A source familiar with the matter previously told Reuters that Tan had divested his stakes in Chinese ventures, although no specifics were disclosed. 

Tan, a Malaysian-born Chinese American, previously served as CEO of Cadence Design Systems from 2008 to 2021. During that time, the firm reportedly sold software to a Chinese military university believed to be involved in nuclear simulation research.

Last month, Cadence agreed to plead guilty and pay more than $140 million to settle U.S. criminal charges related to those transactions.

"We don't believe Lip-Bu is 'conflicted,' though given the nature of this administration the China ties are seemingly creating an increasingly bad look," said Bernstein analyst Stacy Rasgon. "And unfortunately, unlike other tech CEOs Lip-Bu does not appear to have cultivated the kind of personal relationship with Trump that would help to assuage his ire."

A White House official weighed in, stating, "President Trump remains fully committed to safeguarding our country's national and economic security. This includes ensuring iconic American companies in cutting-edge sectors are led by men and women who Americans can trust."

Intel at a Crossroads

Once considered the crown jewel of Silicon Valley’s chip dominance, Intel has faced mounting struggles in recent years.
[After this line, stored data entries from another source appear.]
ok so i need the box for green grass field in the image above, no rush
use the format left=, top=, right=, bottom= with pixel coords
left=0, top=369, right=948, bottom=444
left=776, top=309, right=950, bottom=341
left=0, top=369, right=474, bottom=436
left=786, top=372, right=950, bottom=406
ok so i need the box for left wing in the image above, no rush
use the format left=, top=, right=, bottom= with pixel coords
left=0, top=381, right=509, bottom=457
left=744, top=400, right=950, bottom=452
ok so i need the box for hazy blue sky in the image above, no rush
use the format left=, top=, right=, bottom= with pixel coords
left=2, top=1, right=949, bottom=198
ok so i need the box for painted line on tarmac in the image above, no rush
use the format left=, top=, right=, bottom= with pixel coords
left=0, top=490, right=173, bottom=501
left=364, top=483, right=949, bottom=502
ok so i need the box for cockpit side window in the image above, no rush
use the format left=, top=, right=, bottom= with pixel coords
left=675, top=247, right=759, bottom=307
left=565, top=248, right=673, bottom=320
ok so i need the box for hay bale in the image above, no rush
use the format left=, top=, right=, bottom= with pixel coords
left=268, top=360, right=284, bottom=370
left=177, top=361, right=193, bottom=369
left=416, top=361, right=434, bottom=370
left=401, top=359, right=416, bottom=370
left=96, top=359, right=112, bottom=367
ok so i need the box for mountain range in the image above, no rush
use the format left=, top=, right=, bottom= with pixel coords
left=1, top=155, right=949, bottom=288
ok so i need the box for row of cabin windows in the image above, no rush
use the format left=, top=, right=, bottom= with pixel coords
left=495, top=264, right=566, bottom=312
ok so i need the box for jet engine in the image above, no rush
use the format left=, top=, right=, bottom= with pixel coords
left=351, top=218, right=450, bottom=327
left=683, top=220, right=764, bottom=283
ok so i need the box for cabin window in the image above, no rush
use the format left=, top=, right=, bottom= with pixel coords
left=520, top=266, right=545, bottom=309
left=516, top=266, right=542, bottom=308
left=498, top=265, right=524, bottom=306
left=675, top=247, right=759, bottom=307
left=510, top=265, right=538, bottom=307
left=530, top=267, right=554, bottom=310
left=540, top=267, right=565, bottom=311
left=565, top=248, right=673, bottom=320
It has lost manufacturing leadership to Taiwan’s TSMC and has virtually no stake in the rapidly growing AI chip sector, where Nvidia now dominates.

Intel has also been losing ground in its traditional strongholds—data centers and personal computing—to competitors like AMD. The company’s stock has remained flat in 2025 following a 60% plunge in 2024. Its market capitalization dipped below $100 billion, while Nvidia recently became the first $4 trillion company.

Intel’s profit margins have also plummeted to about half their historical highs. Late last year, the board ousted then-CEO Pat Gelsinger, cutting short his four-year roadmap aimed at regaining Intel’s competitive edge. 

In selecting Tan, the board aimed to bring in a leader with deep industry knowledge and a strong track record in tech investments. Since taking the reins, Tan has pivoted sharply away from Gelsinger’s strategy. He has slashed Intel’s workforce and paused construction of several planned manufacturing plants worldwide.

A key part of Intel’s turnaround plan—its next-gen chip production process—has hit roadblocks, with quality issues.

Meanwhile, Intel has further delayed construction on its Ohio facility, which is now expected to be completed around 2030 or 2031.

Ohio Senator Bernie Moreno criticized the company’s delays, writing on X, “It is pretty obvious that Intel failed its commitments to the state and that Ohio should start a fraud investigation.”